Mit einem Schlag war es vor­bei mit mei­ner inne­ren Ruhe. Mein Blut­druck stieg in patho­lo­gi­sche Höhen. Wut­ent­brannt starr­te ich auf den Straf­zet­tel: Para­graf sowie­so, Buß­geld 25 Euro, Unter­schrift nicht zu ent­zif­fern. Dabei hat­te ich mein Auto wirk­lich nur für ein paar Augen­blicke abge­stellt, viel­leicht fünf Minu­ten, höch­stens zehn – nein, fünf­zehn Minu­ten waren es auf kei­nen Fall. Frech­heit! Will­kür! Abzocke! Wegelagerei!

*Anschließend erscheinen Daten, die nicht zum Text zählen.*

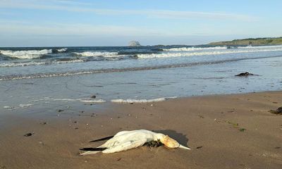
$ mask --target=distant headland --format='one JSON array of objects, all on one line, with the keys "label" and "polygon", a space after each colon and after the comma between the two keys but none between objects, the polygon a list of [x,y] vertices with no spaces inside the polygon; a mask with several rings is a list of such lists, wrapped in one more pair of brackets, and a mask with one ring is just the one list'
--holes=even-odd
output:
[{"label": "distant headland", "polygon": [[271,45],[282,44],[282,37],[262,37],[248,38],[243,39],[234,39],[232,41],[211,42],[210,45]]}]

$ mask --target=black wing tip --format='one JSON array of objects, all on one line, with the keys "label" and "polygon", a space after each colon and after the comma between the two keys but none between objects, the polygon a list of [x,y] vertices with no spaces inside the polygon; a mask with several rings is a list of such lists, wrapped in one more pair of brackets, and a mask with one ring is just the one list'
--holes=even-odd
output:
[{"label": "black wing tip", "polygon": [[101,148],[81,148],[80,150],[82,151],[103,151],[106,149],[106,148],[104,147],[101,147]]},{"label": "black wing tip", "polygon": [[109,137],[104,137],[104,138],[102,138],[102,139],[92,140],[92,141],[90,141],[90,142],[99,142],[99,141],[107,140],[107,139],[111,139],[111,138],[113,138],[113,137],[114,137],[114,136],[109,136]]}]

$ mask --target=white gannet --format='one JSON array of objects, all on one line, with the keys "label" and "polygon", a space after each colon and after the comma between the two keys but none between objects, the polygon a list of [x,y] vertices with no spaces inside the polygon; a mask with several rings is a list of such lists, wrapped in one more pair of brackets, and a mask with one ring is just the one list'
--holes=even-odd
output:
[{"label": "white gannet", "polygon": [[137,130],[133,131],[122,131],[116,135],[94,140],[90,142],[109,139],[102,145],[97,148],[82,148],[82,151],[87,151],[80,154],[81,156],[94,154],[99,152],[104,154],[116,153],[122,151],[137,148],[151,142],[160,142],[168,148],[180,148],[190,149],[188,147],[180,144],[175,139],[161,133],[156,133],[146,130]]}]

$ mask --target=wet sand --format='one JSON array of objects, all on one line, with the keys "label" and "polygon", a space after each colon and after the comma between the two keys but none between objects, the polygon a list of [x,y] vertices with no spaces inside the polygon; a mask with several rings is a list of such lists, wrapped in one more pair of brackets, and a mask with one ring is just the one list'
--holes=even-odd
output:
[{"label": "wet sand", "polygon": [[[105,106],[1,115],[0,168],[282,168],[282,115],[269,112],[282,106],[282,92]],[[137,129],[168,134],[192,150],[142,146],[78,155],[79,148],[103,143],[89,141]]]}]

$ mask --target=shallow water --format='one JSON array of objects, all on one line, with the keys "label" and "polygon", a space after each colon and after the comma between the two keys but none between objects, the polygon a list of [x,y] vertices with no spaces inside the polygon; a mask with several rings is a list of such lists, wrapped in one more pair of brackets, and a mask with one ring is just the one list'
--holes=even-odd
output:
[{"label": "shallow water", "polygon": [[[145,102],[156,99],[151,101],[161,101],[168,97],[281,90],[281,52],[255,51],[2,67],[0,68],[3,80],[0,81],[0,111],[37,113],[41,110],[48,113],[62,106],[101,105],[116,99],[120,99],[119,102]],[[15,71],[20,73],[16,74]],[[61,73],[81,71],[89,73],[61,76]],[[246,71],[257,75],[234,76]],[[47,75],[49,72],[57,75],[32,77]],[[28,76],[30,78],[14,80],[16,77]],[[97,97],[90,98],[92,95]]]}]

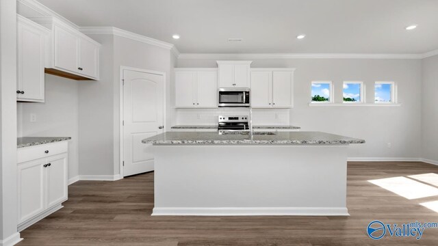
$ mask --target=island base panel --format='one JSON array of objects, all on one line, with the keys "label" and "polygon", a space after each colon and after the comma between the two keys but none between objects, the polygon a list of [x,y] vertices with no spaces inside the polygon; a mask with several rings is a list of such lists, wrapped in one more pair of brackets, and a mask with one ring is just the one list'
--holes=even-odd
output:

Nein, das konn­te ich nicht auf mir sit­zen las­sen, noch dazu mit unle­ser­li­cher Unter­schrift. In Gedan­ken for­mu­lier­te ich bereits auf der Stra­ße mein Beschwer­de­schrei­ben an das Ord­nungs­amt, an den Ober­bür­ger­mei­ster, war­um nicht an das Büro des Bun­des­prä­si­den­ten? Vom Euro­päi­schen Gerichts­hof für Men­schen­rech­te woll­te ich vor­erst noch absehen.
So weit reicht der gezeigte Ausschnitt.